I can still do the journey.  I can still endure the long distances, though my hips and legs complain mightily.  While they ache in the background, my eyes take in the foreground – the vast expanses of west.  The wrinkled horizons of the Colorado Plateau or the razor straight horizons of the central valley and the delta. The tawdry towns.  The energizing interstates.  The rusty car, white trash heaps in the middle of Nevada.  The dilapidated house boats along the sloughs.  A pair of geese on the wing over the Sevier River. And in all these things the reflections of my life.  From a childhood where I watched the Valley of Hearts Delight morph into the Silicon Valley.  To a career as a park service nomad in seashore, mountains, and deserts high and low.

I will still do the journey for as long as I can. For as long as I am driven by that restlessness and sense of adventure.  As long as I can keep these old bones working and my mind fresh.  I always come home with something new, if only an intangible feeling of having once again survived the great open spaces of hope and anticipation.  

I can’t help it. I am an old man with young dreams.

Saturday, February 2, 2013

The Compost Heap of Hope



At the back of our lot in Grand Junction there is a home-made compost bin that rests against the garage and faces south into the sun. Made of old wood and chicken wire, it rises from the dead weeds and detritus in that forgotten part of the yard where pruned tree limbs, bent tomato cages, broken bricks, and pieces of pvc pipe meet their final resting place. It is as far from the front of the house as anything can be on our property, and its prosaic purpose in our lives is often forgotten….particularly in the winter months when one has to slog through the snow just to empty the household compost pail.  That would be the little clay urn that we keep by the sink that is mostly full of used coffee grounds and veggie trimmings.

Today was the first day in about six weeks of temperatures over 40 degrees, and it was time to empty the urn.  The last several times I did this chore required me to don snow boots, wool cap, and heavy parka just to get across the yard.  But today was decidedly different.  For one thing, I could actually see the lawn in places where patches of flat faded grass were straining for heat and light.  Other parts of the yard, suddenly freed from their icy blanket, were melting into mud bogs.  In one of our raised beds four crinkled chard plants re-emerged, battered but alive.

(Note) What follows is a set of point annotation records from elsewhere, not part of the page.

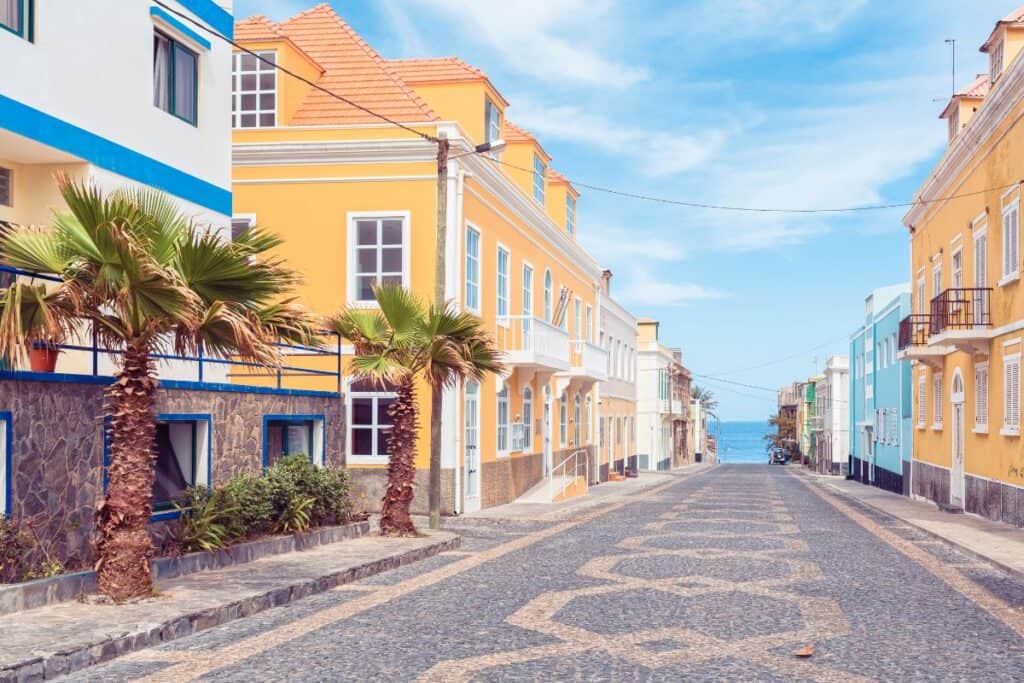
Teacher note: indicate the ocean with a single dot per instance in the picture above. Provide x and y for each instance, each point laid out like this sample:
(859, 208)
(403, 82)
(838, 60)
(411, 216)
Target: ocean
(741, 441)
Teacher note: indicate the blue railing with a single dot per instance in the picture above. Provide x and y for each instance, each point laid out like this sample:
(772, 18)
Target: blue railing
(281, 375)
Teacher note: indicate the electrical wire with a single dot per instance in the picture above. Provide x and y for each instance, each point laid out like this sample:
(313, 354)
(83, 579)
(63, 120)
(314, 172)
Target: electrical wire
(578, 183)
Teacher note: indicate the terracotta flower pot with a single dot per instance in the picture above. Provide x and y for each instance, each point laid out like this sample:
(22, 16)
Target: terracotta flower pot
(43, 357)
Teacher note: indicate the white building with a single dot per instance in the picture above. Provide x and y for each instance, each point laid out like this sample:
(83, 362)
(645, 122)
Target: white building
(833, 417)
(115, 92)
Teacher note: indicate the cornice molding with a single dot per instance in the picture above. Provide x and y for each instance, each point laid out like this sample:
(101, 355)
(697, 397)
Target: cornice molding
(1007, 93)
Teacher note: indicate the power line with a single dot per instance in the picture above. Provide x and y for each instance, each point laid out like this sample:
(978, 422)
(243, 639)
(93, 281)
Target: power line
(579, 183)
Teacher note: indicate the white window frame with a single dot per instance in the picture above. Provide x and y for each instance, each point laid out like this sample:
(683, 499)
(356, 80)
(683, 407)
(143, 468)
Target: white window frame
(238, 93)
(351, 282)
(1011, 395)
(1010, 228)
(981, 406)
(473, 285)
(502, 299)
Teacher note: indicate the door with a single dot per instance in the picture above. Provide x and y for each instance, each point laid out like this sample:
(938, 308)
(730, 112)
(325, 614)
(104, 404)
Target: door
(472, 445)
(956, 469)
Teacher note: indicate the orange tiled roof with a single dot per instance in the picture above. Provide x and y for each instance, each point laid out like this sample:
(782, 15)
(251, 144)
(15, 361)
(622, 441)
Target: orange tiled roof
(351, 69)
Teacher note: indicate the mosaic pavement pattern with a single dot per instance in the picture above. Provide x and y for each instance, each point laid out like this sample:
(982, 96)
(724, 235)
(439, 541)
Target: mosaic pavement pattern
(721, 575)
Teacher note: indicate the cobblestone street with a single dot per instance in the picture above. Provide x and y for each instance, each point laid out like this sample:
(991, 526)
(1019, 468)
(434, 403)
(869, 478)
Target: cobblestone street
(720, 575)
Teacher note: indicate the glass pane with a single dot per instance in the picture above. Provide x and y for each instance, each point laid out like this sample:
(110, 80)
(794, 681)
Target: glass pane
(367, 231)
(184, 84)
(363, 441)
(367, 260)
(382, 416)
(391, 232)
(391, 260)
(365, 288)
(363, 411)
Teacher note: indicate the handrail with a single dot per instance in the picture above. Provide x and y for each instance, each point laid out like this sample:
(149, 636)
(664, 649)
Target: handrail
(576, 456)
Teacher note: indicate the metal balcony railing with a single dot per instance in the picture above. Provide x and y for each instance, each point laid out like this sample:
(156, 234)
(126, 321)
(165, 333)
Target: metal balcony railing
(914, 330)
(963, 308)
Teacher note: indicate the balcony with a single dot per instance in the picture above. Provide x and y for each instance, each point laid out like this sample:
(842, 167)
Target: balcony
(532, 345)
(962, 318)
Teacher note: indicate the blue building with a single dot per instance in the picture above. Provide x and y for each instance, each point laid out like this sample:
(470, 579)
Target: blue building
(881, 394)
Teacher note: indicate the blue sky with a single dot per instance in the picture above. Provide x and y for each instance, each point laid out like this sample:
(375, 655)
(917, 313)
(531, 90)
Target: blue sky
(755, 102)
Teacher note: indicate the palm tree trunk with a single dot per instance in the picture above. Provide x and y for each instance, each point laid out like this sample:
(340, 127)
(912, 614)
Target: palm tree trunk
(124, 548)
(395, 518)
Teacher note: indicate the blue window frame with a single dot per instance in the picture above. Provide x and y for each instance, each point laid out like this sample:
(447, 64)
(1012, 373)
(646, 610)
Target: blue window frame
(17, 16)
(293, 435)
(6, 438)
(175, 78)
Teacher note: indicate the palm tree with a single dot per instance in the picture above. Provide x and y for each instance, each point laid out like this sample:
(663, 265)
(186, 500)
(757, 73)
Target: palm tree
(401, 343)
(148, 282)
(707, 398)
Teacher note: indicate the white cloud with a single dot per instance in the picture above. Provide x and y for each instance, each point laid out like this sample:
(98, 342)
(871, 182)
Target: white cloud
(643, 290)
(530, 37)
(658, 154)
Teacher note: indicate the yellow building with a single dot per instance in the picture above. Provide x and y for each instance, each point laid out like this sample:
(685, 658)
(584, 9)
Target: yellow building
(354, 200)
(967, 331)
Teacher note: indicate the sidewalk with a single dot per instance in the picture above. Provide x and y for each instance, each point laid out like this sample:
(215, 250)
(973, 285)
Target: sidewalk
(597, 495)
(69, 636)
(994, 542)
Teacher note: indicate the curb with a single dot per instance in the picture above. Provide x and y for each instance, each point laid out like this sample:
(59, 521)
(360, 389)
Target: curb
(1013, 571)
(58, 663)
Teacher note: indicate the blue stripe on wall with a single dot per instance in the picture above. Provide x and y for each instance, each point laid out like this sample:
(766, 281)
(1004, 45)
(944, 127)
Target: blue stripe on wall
(215, 15)
(37, 125)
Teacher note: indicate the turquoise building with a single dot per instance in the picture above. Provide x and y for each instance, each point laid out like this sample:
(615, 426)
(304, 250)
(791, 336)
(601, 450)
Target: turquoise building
(881, 394)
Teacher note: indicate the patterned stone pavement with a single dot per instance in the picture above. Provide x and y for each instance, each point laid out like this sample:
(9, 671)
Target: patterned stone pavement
(721, 575)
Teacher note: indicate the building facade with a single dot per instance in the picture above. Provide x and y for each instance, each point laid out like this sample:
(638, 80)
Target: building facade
(964, 334)
(616, 398)
(355, 201)
(880, 394)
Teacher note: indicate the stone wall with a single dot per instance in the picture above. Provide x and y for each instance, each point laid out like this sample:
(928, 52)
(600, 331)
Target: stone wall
(57, 447)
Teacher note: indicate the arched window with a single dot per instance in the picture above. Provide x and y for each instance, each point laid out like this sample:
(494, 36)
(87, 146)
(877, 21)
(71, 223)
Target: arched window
(503, 420)
(547, 296)
(527, 419)
(563, 419)
(577, 420)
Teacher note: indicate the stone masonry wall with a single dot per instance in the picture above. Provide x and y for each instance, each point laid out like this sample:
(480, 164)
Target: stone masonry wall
(57, 447)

The compost bin was in full sun, still covered with November’s leafy mulch, and dotted here and there with onion skins, broccoli stalks, and an occasional tomato peel.  With a scattering motion, I emptied the urn’s soupy contents into the bin, taking satisfaction in the small bit of steam that rose from the surface.  Now it was time to take pitchfork in hand and churn the whole mess into a viable mixture.  As the tines broke through the crust they met resistance from stubborn pockets of ice.  I found myself turning over large chunks of material rather than the loose dirt that I had expected.  But as soon as the dark, dank underbelly was exposed, the ice crystals melted before my eyes.  The compost began to breathe again.

And I began to breathe again. Without the mucus in my nose freezing.  Without five layers of clothing on my body.  At that moment about a dozen geese flew overhead in V-formation, honking loudly and heading west.  And I swear I could almost see the grass unbending, the earth opening up in a broad brown smile, and the hibernating soul of myself finally thawing out on the backside of winter.